= John Barr (poet, born 1809) =

Scottish-New Zealand poet

John Barr of Craigilee (24 October 1809 – 18 September 1889) was a Scottish–New Zealand poet.

==Biography==
Born in Paisley, Scotland in 1809, Barr moved to Otago in 1852, and farmed a property at Halfway Bush. In 1857 he moved with his wife Mary Jamieson (née Lamb) and their four children to Balclutha, and established a farm which he called Craigilee. He was the founder of the New Zealand Robert Burns Society.
In his time, he was considered the Laureate of Otago Province, of which he wrote, in Lowland Scots:

There's nae place like Otago yet,
There's nae wee beggar weans,
Or auld men shivering at our doors
To beg for scraps or banes

By Feb 1862 John was in Dunedin when he printed a 'little volume' of poems, published in Edinburgh.

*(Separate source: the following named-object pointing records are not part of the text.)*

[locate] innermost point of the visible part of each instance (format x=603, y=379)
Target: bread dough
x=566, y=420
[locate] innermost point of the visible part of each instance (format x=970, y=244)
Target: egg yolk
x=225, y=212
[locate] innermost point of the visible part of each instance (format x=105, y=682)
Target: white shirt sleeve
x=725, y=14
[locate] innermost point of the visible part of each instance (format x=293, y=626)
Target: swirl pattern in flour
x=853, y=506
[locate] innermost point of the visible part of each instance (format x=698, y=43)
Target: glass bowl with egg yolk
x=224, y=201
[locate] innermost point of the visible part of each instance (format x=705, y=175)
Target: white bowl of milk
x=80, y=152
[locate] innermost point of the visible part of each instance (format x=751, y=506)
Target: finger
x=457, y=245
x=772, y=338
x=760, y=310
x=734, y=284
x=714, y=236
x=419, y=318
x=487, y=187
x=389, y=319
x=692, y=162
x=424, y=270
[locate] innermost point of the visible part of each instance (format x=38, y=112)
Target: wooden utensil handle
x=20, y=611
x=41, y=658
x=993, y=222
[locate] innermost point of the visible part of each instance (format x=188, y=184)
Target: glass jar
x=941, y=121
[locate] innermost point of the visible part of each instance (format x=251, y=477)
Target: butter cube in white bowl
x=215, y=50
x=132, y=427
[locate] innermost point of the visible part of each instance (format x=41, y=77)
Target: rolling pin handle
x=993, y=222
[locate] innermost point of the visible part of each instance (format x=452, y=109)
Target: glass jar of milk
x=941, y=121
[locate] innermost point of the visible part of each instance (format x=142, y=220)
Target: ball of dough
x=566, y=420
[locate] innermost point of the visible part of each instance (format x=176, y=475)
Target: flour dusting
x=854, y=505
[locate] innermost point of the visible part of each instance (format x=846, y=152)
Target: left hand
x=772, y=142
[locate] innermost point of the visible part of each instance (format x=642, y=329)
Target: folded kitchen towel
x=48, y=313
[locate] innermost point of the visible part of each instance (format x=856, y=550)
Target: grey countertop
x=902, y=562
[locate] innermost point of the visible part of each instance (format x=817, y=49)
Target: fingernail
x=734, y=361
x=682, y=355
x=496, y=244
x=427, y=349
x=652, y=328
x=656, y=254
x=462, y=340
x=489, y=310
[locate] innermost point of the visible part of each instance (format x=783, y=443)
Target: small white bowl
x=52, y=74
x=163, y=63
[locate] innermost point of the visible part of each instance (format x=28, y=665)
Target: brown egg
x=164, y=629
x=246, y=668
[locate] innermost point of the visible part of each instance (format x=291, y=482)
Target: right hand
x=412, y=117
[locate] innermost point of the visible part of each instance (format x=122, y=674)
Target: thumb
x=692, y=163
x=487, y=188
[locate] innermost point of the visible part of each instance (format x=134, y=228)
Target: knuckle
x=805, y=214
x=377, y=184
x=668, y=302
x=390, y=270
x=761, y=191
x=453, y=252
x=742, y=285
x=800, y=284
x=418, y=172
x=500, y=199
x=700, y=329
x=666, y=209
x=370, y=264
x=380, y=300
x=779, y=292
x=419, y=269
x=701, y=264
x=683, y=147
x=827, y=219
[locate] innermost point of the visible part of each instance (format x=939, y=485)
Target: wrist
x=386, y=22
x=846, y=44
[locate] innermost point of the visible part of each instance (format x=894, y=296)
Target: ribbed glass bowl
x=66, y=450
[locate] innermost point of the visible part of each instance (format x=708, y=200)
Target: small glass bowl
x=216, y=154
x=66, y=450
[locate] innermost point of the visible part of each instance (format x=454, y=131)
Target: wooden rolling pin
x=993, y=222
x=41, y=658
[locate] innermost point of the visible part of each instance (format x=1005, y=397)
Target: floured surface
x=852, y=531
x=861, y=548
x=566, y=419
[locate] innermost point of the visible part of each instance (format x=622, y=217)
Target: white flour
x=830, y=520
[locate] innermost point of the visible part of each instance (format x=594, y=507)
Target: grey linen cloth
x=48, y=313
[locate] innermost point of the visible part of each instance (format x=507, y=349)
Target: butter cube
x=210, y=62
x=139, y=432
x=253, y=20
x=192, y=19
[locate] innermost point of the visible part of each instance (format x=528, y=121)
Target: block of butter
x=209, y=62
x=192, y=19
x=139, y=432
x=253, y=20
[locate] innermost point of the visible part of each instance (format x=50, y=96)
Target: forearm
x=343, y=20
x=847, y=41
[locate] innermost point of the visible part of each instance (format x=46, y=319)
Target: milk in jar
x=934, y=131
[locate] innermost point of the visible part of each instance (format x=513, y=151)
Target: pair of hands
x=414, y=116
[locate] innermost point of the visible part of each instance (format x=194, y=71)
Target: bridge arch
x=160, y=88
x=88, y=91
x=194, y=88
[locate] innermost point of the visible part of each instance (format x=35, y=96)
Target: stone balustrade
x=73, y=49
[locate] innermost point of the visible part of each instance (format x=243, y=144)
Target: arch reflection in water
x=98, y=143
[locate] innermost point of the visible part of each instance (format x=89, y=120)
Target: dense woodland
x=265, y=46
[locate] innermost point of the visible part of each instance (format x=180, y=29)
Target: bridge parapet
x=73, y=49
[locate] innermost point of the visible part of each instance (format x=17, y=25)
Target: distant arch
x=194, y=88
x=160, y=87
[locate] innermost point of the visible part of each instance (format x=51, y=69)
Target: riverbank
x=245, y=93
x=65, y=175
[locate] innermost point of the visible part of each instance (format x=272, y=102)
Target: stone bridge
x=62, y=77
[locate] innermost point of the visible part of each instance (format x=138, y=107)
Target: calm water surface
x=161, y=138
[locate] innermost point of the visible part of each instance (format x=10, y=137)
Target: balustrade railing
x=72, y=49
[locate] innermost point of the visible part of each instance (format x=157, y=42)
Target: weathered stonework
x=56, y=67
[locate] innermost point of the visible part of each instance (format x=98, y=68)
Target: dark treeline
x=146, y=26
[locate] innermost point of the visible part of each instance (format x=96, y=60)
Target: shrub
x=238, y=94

The 'Otago Daily Times' wrote ... "quite irrespective of their local character, which endows them with a peculiar attraction, the Poems possess intrinsic merits in themselves which entitle them to rank high as literary productions"

Allen Curnow described his writing as "this Scots-colonial parritch... watery gruel at the best." Barr died on 18 September 1889 at Dunedin.